社員がセキュリティを自分事化しづらいのは「当たり前」心理学的観点から探る、情シスが取るべきアプローチ

増加する“人の脆弱性”を狙った攻撃

　心理学を基盤としながら、常に応用的な研究を行ってきた稲葉緑氏。これまで同氏が一貫して取り組んできた研究テーマは、「人間とリスク」の関係だ。生活におけるあらゆるリスクはゼロにならない中、人間はそれとどう付き合っていけばよいのか──永遠の課題ともいえるこの問題に対し、心理学や安全工学、情報学を融合させた形で解決の糸口を探っている。

　稲葉氏の現在の活動において中核を占めるのが、「企業を対象とした標的型攻撃を含むフィッシング詐欺への対策」だ。特に昨今、攻撃数が爆増しているフィッシングメールに対する従業員訓練の効果を高める方法や、パスキーなどの新しい認証技術の普及促進といった観点から、同氏が所属する情報セキュリティ大学院大学の学生とともに研究を進めている。
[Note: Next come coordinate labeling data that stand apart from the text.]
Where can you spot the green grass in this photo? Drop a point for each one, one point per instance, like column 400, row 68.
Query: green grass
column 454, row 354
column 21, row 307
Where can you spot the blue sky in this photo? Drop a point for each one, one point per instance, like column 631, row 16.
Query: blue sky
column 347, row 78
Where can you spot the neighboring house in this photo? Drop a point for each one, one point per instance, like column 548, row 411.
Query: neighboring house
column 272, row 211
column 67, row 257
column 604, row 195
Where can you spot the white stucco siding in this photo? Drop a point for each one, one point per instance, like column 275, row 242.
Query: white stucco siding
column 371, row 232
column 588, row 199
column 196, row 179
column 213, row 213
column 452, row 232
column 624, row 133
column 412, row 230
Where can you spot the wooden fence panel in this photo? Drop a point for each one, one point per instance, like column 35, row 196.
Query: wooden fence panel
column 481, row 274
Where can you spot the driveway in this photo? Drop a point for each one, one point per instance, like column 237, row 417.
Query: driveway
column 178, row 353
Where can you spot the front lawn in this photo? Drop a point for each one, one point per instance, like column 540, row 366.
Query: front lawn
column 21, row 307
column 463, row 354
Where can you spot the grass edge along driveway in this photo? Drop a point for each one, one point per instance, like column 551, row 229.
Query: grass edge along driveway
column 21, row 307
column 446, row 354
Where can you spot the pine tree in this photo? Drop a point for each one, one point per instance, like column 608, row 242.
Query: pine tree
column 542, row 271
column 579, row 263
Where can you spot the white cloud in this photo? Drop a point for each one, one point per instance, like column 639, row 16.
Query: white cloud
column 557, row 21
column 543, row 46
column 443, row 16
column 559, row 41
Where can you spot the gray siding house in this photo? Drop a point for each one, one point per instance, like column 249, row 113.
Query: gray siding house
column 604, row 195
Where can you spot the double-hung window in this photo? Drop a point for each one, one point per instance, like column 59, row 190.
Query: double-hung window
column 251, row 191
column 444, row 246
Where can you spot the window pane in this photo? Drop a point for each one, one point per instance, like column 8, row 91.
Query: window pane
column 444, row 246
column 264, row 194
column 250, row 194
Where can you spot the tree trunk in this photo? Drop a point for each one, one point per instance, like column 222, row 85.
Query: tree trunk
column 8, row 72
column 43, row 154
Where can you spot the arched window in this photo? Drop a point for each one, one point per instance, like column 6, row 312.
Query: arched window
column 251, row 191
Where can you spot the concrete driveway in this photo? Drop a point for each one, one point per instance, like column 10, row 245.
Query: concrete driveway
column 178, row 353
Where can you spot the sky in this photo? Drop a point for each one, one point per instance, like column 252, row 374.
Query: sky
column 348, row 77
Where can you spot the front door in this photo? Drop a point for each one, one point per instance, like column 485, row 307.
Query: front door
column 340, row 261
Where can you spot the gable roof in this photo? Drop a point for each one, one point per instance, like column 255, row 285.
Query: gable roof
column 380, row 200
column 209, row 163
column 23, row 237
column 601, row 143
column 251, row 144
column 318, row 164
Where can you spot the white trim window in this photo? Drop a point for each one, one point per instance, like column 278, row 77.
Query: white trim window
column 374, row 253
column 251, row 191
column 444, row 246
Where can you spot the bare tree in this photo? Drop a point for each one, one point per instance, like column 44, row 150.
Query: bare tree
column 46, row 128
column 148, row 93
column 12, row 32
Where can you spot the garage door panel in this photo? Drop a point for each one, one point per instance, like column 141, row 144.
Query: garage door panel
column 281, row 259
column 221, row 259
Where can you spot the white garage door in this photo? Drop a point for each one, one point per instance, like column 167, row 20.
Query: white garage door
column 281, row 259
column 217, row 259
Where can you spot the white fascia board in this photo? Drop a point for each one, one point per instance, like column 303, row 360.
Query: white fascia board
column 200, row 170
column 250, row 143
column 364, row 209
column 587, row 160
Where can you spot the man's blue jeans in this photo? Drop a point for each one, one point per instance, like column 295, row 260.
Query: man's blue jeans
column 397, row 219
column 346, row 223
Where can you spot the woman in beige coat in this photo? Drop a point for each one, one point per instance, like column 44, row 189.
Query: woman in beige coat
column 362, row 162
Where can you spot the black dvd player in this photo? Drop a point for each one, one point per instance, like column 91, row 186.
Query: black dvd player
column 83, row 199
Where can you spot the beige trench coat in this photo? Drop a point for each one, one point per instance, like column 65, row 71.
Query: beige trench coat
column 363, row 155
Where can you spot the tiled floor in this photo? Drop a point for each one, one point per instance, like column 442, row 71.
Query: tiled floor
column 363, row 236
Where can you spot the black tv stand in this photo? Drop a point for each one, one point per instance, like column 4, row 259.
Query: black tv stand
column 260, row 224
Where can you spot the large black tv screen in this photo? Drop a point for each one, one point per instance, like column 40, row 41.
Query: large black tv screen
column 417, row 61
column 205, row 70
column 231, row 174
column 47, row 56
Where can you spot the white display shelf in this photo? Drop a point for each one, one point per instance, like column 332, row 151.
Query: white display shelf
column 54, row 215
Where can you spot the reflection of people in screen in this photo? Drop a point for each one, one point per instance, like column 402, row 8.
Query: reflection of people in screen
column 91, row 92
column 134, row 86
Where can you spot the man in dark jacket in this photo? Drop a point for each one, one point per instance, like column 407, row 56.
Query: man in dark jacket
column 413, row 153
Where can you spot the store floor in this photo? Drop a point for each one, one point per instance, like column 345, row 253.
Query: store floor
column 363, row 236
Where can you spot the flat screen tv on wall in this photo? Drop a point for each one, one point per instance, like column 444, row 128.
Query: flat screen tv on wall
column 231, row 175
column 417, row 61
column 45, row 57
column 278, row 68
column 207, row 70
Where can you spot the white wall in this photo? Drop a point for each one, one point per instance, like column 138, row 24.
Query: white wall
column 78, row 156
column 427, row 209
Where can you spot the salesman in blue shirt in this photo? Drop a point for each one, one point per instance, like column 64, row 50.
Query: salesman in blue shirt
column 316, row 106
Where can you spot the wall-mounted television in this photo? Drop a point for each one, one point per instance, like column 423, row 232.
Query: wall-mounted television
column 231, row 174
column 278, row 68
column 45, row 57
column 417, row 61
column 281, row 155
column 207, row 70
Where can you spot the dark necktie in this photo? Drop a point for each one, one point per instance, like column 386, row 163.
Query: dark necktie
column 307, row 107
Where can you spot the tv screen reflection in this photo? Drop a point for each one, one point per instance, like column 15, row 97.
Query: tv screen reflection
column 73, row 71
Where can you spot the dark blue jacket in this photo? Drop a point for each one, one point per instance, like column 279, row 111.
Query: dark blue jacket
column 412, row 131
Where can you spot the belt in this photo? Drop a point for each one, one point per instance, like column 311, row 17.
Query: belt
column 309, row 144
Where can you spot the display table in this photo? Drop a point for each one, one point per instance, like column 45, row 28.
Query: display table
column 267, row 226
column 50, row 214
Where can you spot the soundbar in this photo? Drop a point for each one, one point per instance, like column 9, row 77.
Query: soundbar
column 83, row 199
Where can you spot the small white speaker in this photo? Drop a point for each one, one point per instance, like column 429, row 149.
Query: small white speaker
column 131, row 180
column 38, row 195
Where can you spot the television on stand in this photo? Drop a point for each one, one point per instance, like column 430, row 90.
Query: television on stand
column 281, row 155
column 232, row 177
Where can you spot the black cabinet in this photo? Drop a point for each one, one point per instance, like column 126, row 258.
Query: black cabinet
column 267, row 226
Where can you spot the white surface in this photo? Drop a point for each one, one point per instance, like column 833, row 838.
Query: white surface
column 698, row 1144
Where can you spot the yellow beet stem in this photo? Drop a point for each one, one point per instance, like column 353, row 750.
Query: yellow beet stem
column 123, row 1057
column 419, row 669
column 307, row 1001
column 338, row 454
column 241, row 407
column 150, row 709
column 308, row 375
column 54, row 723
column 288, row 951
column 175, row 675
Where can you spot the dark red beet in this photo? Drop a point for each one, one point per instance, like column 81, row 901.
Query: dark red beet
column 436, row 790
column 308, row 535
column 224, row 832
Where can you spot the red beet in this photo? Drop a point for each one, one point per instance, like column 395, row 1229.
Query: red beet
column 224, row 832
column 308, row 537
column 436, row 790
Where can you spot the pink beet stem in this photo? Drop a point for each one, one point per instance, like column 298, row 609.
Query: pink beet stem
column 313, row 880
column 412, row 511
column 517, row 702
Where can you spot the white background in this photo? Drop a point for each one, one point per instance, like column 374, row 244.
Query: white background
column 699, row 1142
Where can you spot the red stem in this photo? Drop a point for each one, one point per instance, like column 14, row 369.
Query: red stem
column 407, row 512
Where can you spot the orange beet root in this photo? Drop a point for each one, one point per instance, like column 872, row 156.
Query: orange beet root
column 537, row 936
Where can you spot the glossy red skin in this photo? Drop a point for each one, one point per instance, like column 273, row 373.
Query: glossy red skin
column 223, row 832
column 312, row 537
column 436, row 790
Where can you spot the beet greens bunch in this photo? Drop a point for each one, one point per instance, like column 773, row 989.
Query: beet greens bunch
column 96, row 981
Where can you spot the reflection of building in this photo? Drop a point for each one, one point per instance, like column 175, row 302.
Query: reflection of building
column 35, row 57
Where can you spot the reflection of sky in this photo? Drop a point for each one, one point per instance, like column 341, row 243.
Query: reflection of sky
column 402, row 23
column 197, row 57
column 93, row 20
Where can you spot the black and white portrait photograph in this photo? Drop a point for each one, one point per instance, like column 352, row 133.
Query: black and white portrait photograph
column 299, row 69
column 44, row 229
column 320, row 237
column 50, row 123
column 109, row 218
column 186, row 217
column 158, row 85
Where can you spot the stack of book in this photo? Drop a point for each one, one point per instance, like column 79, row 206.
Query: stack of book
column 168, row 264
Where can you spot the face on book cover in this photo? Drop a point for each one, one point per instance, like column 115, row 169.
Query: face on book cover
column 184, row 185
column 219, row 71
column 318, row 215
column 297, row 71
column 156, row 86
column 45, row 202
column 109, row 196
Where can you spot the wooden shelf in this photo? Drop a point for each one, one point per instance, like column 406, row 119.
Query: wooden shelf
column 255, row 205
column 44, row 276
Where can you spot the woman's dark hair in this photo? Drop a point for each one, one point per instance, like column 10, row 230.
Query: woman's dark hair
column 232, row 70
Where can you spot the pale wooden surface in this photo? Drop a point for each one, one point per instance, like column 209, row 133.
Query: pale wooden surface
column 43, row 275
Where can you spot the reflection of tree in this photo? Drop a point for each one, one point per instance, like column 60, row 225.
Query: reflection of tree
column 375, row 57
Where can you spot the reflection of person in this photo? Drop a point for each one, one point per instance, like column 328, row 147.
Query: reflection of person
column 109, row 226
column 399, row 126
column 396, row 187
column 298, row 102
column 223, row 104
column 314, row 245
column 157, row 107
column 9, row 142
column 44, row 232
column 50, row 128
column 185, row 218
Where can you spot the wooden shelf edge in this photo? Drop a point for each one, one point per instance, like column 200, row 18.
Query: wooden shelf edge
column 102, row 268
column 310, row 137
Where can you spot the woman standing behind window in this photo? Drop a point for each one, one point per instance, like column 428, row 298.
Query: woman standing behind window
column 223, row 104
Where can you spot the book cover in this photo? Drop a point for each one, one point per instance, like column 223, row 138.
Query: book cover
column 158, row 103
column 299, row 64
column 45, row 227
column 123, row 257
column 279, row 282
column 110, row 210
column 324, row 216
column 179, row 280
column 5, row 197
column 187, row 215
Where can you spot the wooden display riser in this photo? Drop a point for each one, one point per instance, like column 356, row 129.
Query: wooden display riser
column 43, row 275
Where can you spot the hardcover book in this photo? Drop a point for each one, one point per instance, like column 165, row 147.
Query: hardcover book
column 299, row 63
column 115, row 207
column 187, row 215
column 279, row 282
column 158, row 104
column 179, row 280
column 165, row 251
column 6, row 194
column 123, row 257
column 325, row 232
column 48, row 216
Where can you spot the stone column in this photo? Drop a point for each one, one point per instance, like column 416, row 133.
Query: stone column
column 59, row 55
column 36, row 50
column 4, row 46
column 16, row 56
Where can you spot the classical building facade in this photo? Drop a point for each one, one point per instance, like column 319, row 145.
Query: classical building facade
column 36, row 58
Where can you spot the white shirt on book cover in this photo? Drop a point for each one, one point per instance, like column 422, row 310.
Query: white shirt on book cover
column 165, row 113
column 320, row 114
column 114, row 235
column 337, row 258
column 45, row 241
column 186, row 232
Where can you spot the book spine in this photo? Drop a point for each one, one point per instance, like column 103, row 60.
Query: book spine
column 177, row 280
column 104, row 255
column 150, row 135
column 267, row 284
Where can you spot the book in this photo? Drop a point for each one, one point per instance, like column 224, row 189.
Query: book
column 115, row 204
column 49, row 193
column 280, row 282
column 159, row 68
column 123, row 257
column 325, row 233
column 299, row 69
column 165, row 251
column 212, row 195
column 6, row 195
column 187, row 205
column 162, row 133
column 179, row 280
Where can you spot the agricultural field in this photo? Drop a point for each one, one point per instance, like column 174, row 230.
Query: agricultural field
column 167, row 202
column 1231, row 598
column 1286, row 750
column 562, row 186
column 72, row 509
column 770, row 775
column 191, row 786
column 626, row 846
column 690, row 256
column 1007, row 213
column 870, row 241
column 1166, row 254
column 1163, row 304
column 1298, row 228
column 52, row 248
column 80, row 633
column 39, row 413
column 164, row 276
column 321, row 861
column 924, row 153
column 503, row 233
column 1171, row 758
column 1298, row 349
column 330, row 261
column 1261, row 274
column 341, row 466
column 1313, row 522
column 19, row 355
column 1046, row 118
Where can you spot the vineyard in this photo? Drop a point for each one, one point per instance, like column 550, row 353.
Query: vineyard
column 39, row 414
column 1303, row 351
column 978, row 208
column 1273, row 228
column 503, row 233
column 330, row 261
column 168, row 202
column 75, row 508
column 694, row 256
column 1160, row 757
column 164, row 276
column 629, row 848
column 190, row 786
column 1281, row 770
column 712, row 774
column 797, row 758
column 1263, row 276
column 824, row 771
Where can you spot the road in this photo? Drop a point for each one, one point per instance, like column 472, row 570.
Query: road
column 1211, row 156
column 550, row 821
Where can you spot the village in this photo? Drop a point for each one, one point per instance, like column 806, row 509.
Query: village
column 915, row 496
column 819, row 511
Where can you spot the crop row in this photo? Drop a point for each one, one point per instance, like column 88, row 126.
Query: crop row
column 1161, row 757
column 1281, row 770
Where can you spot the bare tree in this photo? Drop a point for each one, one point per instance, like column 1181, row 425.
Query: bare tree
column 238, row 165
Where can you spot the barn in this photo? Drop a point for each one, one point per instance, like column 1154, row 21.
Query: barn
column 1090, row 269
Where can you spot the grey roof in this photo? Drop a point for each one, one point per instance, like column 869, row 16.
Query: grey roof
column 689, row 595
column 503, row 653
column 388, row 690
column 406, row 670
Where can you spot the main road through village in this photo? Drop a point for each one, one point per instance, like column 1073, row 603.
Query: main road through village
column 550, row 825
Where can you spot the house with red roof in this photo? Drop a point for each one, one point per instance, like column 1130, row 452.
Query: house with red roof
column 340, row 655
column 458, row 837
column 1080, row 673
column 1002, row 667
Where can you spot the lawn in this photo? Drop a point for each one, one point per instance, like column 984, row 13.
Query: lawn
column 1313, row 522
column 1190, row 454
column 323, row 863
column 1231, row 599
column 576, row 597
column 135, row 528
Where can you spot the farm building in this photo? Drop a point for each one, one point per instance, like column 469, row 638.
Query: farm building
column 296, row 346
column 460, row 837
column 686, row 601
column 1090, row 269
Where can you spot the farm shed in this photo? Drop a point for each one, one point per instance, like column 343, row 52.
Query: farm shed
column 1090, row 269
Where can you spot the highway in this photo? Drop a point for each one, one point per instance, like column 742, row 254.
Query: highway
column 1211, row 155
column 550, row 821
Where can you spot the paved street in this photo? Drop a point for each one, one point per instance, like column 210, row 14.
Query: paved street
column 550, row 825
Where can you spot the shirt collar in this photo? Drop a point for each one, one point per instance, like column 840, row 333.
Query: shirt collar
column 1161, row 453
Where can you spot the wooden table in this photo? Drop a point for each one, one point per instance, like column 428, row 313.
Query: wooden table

　そもそも、なぜ企業では人を標的としたサイバー攻撃被害が発生してしまうのだろうか。その原因のひとつを、同氏は攻撃者の視点から説明する。特に、技術的なセキュリティ対策が充実している企業ほど、人の脆弱性を狙った攻撃の標的にされやすいのだという。

　「ある程度規模の大きい企業や、セキュリティ意識の強い企業であれば、技術的な対策を講じています。そういった企業に対して、攻撃者が正面を切って突撃することは現実的ではありません。そのため、技術だけではガードしきれない“人の脆弱性”を突いた攻撃をしかけてくるのです」（稲葉氏）

　人の脆弱性を狙った攻撃の中で特に多用される手法が、電子メールを用いたフィッシング攻撃だ。その理由について、同氏は「組織に向けた攻撃を行うとなると、SNSのメッセージなどよりも、仕事に関わりの深いメールのほうが効果的だから」と分析する。メールが届くと「仕事に関連する情報が来た」と従業員が認識しやすく、“見ざるを得ない”心理が働きやすいとのことだ。

　メールを用いた攻撃の場合は、送られてきたメールが悪意のあるものかどうかを完全に見極められないという深刻な問題がある。たとえセキュリティの知識がある人でも、届いたメールが攻撃者によるものかを完璧に見分けることは難しいとされている。加えて、生成AIの発展により攻撃が精巧になっている現在、この傾向はさらに強まっているという。